Field of the Disclosure
The present disclosure is directed generally to network flow and, more particularly, to a system and method for rule-based anomaly detection on IP network flow.
Description of the Related Art
Detecting unwanted traffic is a crucial task in managing data communications networks. Detecting network attack traffic, and non-attack traffic that violates network policy, are two key applications. Many types of unwanted traffic can be identified by rules that match known signatures. Rules may match on a packet's header, payload, or both. The 2003 Slammer Worm, described in D. Moore, V. Paxson, S. Savage, C. Shannon, S. Staniford, and N. Weaver, “Inside the slammer worm,” IEEE Security and Privacy, vol. 1, no. 4, pp. 33-39, 2003 exploited a buffer overflow vulnerability in the Microsoft SQL server, was matchable to a signature comprising both packet header fields and payload patterns.
Packet inspection can be carried out directly in routers, or in ancillary devices observing network traffic, (e.g., on an interface attached to the network through a passive optical splitter). Special purpose devices of this type are available from vendors, often equipped with proprietary software and rules. Alternative software systems such as Snort available at http://www.snort.org can run on a general purpose computer, with a language for specifying rules created by the user or borrowed from a community source.
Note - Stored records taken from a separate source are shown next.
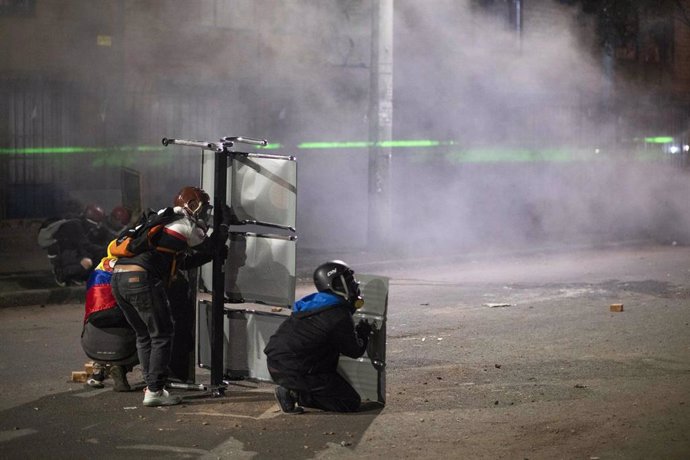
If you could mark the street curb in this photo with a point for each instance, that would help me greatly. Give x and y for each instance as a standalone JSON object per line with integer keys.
{"x": 58, "y": 295}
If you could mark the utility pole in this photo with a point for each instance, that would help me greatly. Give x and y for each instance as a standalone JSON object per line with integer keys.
{"x": 380, "y": 123}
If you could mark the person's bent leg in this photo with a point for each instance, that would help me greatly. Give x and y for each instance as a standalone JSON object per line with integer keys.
{"x": 329, "y": 392}
{"x": 161, "y": 329}
{"x": 126, "y": 286}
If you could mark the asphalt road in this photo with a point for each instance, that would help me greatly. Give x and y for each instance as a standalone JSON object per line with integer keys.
{"x": 552, "y": 373}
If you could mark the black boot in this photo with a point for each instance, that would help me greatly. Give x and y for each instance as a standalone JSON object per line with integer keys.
{"x": 287, "y": 400}
{"x": 119, "y": 375}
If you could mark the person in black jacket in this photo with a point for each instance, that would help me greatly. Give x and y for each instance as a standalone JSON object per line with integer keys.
{"x": 302, "y": 355}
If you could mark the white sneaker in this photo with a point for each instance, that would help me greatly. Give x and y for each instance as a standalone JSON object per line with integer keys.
{"x": 160, "y": 398}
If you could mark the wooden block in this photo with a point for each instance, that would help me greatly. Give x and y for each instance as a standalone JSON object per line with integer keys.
{"x": 79, "y": 376}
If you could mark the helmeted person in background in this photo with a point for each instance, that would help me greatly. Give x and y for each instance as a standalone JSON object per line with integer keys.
{"x": 73, "y": 244}
{"x": 302, "y": 355}
{"x": 140, "y": 283}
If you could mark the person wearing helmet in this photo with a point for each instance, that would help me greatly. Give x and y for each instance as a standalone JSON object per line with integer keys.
{"x": 140, "y": 285}
{"x": 75, "y": 243}
{"x": 302, "y": 355}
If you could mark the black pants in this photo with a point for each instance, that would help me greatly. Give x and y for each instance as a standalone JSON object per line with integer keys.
{"x": 144, "y": 303}
{"x": 329, "y": 391}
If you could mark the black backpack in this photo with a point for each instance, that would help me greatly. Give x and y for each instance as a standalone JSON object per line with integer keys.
{"x": 144, "y": 235}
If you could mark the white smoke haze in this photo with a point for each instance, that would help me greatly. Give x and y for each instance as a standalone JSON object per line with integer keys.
{"x": 465, "y": 76}
{"x": 299, "y": 71}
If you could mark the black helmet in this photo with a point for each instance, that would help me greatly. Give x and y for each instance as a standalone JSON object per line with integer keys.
{"x": 337, "y": 278}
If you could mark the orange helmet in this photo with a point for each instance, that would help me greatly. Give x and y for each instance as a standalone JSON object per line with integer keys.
{"x": 193, "y": 200}
{"x": 94, "y": 214}
{"x": 121, "y": 215}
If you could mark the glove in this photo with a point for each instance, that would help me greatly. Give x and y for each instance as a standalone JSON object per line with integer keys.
{"x": 229, "y": 217}
{"x": 363, "y": 329}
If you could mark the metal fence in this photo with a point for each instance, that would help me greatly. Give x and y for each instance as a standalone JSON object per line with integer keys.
{"x": 62, "y": 145}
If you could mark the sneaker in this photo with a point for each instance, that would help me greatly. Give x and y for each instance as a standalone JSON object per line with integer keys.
{"x": 287, "y": 400}
{"x": 59, "y": 280}
{"x": 160, "y": 398}
{"x": 93, "y": 383}
{"x": 119, "y": 376}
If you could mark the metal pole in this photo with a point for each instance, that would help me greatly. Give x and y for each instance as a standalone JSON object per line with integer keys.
{"x": 218, "y": 278}
{"x": 380, "y": 122}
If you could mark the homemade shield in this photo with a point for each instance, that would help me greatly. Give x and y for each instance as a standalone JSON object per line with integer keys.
{"x": 262, "y": 192}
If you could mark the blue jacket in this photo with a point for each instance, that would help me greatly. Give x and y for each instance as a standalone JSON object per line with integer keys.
{"x": 312, "y": 339}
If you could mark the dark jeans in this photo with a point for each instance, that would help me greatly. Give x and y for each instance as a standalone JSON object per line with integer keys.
{"x": 329, "y": 392}
{"x": 144, "y": 303}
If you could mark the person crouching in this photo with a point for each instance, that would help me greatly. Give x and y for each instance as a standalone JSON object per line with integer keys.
{"x": 302, "y": 355}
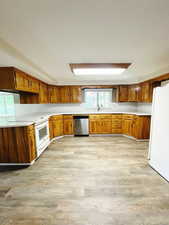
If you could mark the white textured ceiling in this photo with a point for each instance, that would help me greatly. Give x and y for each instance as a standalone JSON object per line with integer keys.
{"x": 43, "y": 36}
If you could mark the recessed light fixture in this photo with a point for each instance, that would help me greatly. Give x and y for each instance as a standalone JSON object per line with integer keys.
{"x": 99, "y": 68}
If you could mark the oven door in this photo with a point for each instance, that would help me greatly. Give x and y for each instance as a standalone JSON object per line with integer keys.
{"x": 42, "y": 137}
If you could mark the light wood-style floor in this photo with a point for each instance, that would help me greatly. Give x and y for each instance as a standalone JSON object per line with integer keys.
{"x": 86, "y": 181}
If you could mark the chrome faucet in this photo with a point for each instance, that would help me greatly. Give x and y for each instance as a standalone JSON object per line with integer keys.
{"x": 98, "y": 108}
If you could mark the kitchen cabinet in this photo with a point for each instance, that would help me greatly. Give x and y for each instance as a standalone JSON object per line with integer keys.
{"x": 68, "y": 125}
{"x": 100, "y": 124}
{"x": 146, "y": 92}
{"x": 43, "y": 93}
{"x": 76, "y": 94}
{"x": 141, "y": 127}
{"x": 116, "y": 123}
{"x": 133, "y": 91}
{"x": 17, "y": 144}
{"x": 127, "y": 123}
{"x": 54, "y": 94}
{"x": 122, "y": 93}
{"x": 136, "y": 126}
{"x": 56, "y": 126}
{"x": 65, "y": 94}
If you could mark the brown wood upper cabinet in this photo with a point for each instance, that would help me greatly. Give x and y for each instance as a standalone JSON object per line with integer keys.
{"x": 14, "y": 79}
{"x": 54, "y": 94}
{"x": 122, "y": 93}
{"x": 135, "y": 93}
{"x": 43, "y": 93}
{"x": 64, "y": 94}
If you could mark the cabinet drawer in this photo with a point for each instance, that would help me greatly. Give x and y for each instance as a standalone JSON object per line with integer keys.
{"x": 128, "y": 116}
{"x": 116, "y": 116}
{"x": 116, "y": 130}
{"x": 30, "y": 129}
{"x": 67, "y": 117}
{"x": 117, "y": 125}
{"x": 103, "y": 116}
{"x": 57, "y": 117}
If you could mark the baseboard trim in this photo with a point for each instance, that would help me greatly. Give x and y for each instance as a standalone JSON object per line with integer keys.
{"x": 104, "y": 135}
{"x": 18, "y": 164}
In any of the above models, a major challenge for comprehensive deployment over a large network, such as a Tier-1 ISP, is the combination of network scale and high capacity network links. Packet inspection at the network edge involves deploying monitoring capability at a large number of network interfaces (access speeds from OC-3 to OC-48 are common). Monitoring in the network core is challenging since traffic is concentrated through higher speed interfaces (OC-768 links are increasingly being deployed). Wherever the traffic is monitored, many hundreds of rules may need to be operated concurrently. Whereas fixed-offset matching is cheap computationally and has known costs, execution of more complex queries may hit computational bandwidth constraints. Even when inspection is operated as a router feature, there may be large licensing costs associated with its widespread deployment.